That blame game would be a shortcut to disaster at a racing team like Williams, says Hackland, who says that every failure has to be accepted and learnt from. He returns to the example of the pit crew and their confidence to make split-second decisions.

"If they think, 'If I make a mistake here, I'm going to be removed from the pit crew', they'll tense up and the pit stop will be slower," he says. "They have to know that all the practice that they do and all the experimentation they do is because we believe they're the right person for this role and we accept that at times mistakes will be made."

When things go wrong, the team runs an after-action review, which covers why certain things happened and how the team can try and make sure those mistakes don't happen again.

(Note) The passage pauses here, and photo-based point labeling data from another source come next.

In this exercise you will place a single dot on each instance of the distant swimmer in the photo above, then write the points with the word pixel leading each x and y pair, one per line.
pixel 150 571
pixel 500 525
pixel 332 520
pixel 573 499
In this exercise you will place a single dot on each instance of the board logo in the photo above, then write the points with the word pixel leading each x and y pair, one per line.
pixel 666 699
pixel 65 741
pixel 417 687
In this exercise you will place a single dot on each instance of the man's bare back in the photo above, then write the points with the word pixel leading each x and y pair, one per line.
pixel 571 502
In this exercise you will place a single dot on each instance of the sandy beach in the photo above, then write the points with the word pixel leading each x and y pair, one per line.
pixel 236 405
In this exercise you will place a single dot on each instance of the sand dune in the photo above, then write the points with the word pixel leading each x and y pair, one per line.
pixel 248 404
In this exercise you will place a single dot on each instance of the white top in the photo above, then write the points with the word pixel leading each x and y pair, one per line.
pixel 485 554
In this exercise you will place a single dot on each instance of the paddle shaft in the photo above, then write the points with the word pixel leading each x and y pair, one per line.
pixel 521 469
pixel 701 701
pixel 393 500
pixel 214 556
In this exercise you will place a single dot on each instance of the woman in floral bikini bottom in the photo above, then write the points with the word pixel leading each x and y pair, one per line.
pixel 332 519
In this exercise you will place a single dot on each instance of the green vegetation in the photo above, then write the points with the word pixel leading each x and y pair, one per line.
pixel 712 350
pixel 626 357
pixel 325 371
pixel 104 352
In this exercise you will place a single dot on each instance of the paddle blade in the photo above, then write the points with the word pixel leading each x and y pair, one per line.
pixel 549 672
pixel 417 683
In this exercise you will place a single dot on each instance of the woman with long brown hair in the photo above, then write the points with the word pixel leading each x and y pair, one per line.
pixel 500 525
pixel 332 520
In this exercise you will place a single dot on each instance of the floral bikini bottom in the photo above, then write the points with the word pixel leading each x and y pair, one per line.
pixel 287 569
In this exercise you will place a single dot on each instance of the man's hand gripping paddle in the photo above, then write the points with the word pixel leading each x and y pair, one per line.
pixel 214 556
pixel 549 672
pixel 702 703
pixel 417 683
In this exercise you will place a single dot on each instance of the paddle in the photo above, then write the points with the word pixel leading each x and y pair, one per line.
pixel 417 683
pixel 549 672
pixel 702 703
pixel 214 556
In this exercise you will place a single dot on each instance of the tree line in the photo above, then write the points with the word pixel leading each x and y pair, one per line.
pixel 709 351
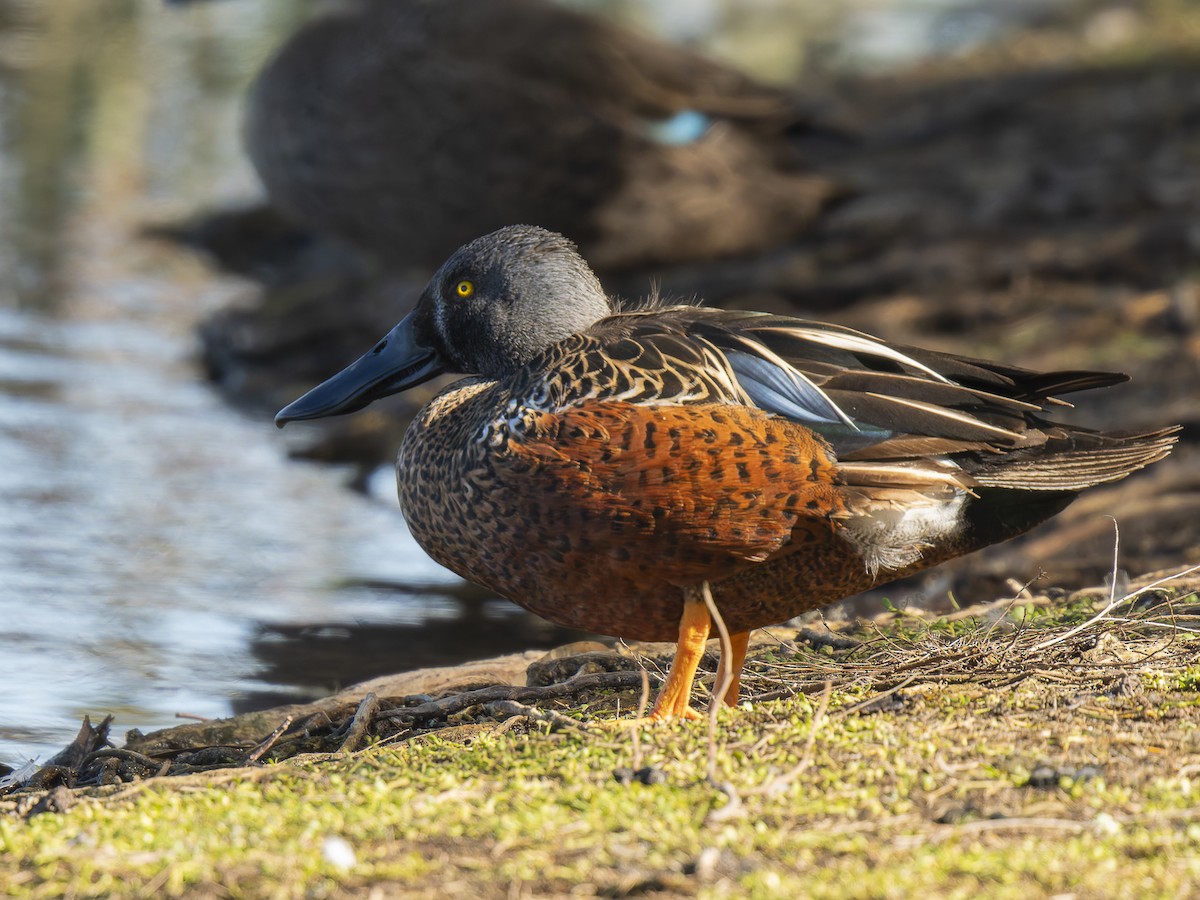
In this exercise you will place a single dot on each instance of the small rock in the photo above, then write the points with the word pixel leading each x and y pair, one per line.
pixel 57 799
pixel 1043 778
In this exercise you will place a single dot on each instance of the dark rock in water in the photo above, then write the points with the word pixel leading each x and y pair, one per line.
pixel 412 126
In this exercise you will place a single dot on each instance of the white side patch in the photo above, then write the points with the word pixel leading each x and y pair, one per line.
pixel 891 538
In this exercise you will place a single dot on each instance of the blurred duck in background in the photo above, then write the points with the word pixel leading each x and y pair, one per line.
pixel 412 126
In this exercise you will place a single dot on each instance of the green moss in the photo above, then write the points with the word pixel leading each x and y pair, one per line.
pixel 859 814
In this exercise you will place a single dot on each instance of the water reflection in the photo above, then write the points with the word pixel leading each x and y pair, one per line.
pixel 157 552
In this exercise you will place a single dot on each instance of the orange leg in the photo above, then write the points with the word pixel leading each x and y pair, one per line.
pixel 672 700
pixel 737 659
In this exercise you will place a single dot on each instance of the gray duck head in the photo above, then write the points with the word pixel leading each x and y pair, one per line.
pixel 491 307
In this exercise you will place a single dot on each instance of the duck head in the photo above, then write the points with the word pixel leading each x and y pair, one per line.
pixel 492 306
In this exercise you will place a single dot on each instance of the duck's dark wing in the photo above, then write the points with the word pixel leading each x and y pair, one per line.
pixel 892 414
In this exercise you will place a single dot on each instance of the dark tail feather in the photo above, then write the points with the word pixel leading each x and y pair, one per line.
pixel 1075 467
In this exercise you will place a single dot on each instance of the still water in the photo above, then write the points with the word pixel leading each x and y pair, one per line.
pixel 159 553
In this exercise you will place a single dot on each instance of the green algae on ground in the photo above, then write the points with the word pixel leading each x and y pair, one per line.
pixel 1073 779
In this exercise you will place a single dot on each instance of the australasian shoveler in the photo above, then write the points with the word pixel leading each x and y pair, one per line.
pixel 606 467
pixel 411 126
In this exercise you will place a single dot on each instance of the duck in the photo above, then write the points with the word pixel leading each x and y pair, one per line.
pixel 655 471
pixel 407 127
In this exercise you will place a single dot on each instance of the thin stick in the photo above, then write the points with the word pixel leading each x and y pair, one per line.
pixel 363 715
pixel 270 741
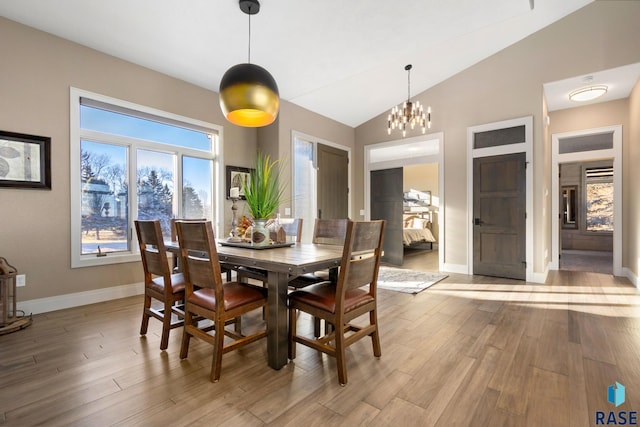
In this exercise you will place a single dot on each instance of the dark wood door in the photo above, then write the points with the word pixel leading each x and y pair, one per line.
pixel 499 231
pixel 333 182
pixel 386 203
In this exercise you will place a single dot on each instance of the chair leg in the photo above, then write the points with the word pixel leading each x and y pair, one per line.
pixel 237 324
pixel 375 336
pixel 316 327
pixel 218 345
pixel 166 325
pixel 340 357
pixel 292 333
pixel 145 315
pixel 186 337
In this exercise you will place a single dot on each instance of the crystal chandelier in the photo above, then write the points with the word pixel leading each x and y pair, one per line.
pixel 409 113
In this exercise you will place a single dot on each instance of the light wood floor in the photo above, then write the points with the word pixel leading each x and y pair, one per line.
pixel 470 350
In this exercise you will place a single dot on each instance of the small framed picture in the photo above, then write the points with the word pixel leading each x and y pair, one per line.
pixel 236 177
pixel 25 161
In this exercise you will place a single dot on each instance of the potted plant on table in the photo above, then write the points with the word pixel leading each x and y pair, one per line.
pixel 263 193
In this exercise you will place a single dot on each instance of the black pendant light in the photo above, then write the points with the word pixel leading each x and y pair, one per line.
pixel 248 93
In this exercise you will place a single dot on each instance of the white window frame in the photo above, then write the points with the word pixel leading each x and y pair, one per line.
pixel 77 134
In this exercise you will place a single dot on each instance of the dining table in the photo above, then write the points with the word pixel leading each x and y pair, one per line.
pixel 282 263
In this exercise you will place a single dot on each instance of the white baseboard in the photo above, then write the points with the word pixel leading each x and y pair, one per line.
pixel 45 305
pixel 536 277
pixel 631 276
pixel 455 268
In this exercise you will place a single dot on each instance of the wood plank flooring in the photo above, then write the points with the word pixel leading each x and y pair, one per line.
pixel 470 350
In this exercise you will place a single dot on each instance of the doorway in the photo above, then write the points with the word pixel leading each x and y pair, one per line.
pixel 507 147
pixel 590 149
pixel 321 176
pixel 499 232
pixel 410 152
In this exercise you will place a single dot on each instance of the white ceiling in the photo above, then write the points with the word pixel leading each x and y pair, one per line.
pixel 619 82
pixel 342 59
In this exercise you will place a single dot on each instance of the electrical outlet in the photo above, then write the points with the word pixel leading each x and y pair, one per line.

Those kinds of review aren't confined to race day – they run across all operational activities of the Williams team, including the IT department, says Hackland.

"We have to be able to operate at speed; there's no point everything coming to the CIO for decision making. I've put in place a management group, who also have a group of supervisors and managers who report to them. And each person knows they're empowered to make decisions," he says.

Racing teams, therefore, are tightly connected teams of empowered individuals who work to make creative calls quickly. Filippi says even the external organisations that Envision Virgin Racing works with – including technology partner Genpact – sense that vibe and work to take that feeling of agility back to their own operational environments.

"They try to pick up how that good side of competition triggers excitement, productivity and creativity," he says. "These are things that can translate to many businesses, but of course it's much easier said than done. It's much easier for me to do that in a 40-people team then in a billion-dollar company with 100,000 employees."

While that might be the case, CIOs will not be able to swerve the requirement to adopt Agile management. All tech chiefs must ensure their workers are confident to make big calls. With advances in technology sponsoring disruption in all sectors, the ability to make decisions quickly will be critical to competitive success in the long term, says Hackland.

"I think organisations are having to become much more Agile in terms of the leadership and the decision-making process – and that's what Formula One teams do," he says. "You have to devolve decision making down your organisation. If everything has to be filtered up to an individual, your decision making will be too slow."